Alright, it's really problem caused by pytorch version. In pytorch 0.4, for example, torch.tensor(3) / torch.tensor(4) equals tensor(0), even if the source code multiply a 1.0 to make it float, so I only get tensor(0) or tensor(1) out of it. This occurs in the dist_acc() function in evaluation.py. This explains why my testing result gets worse when batch size is large, it has to be all of them lower than threshold will be tensor(1). But is it caused by pytorch version is unknown, I haven't tested it on another version.

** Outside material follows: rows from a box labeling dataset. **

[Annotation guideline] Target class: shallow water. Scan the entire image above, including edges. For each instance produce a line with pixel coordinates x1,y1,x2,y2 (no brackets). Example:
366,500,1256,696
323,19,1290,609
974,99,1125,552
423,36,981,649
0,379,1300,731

Hello, I have also encountered your problem, I want to know specifically in the dist_acc() function in evaluation.py. How to change, thank you for your answer, thank you

You can modify function dist_acc(dists, thr=0.5) of the evaluation.py in pose.utils folder, the original code multiplies 1.0 to convert an integer tensor to float tensor, but it doesn't work in pytorch 0.4, that's why the trainIng accuracy is so low, it has to be all correct to get a 1, otherwise you'll get 0 acc.
To solve this, I just change the *1.0 to .float().

change to this

def dist_acc(dists, thr=0.5):
    ''' Return percentage below threshold while ignoring values with a -1 '''
    if dists.ne(-1).sum() > 0:
        return float(dists.le(thr).eq(dists.ne(-1)).sum()) / float(dists.ne(-1).sum())
    else:
        return -1

Thank you for your answer. It is very helpful to me. Thank you very much for your help.

Hi, @djangogo
I have changed the code according to your advice. However, the test acc still varies in different test batchsize.
For example,
test batchsize acc
1 0.8743
6 0.8660
16 0.8685

@Bob130 try this, I solved my problem by this.
def dist_acc(dists, thr=0.5):
''' Return percentage below threshold while ignoring values with a -1 '''
if dists.ne(-1).sum() > 0:
return dists.le(thr).eq(dists.ne(-1)).sum().float() / dists.ne(-1).sum().float()
else:
return -1

@gdjmck , thank you for your advice.
I use Python 2.7, it doesn't support using int.float() to transform int into float.
I debugged the code, and I found that both of the original and @djangogo 's code could return a float value.
image
But the validation acc still varies in different test batch size.

@Bob130 Did you track the acc values along the functions called in the evaluation.py?
When it comes to problems like this, it seems there is something wrong in the evaluation module.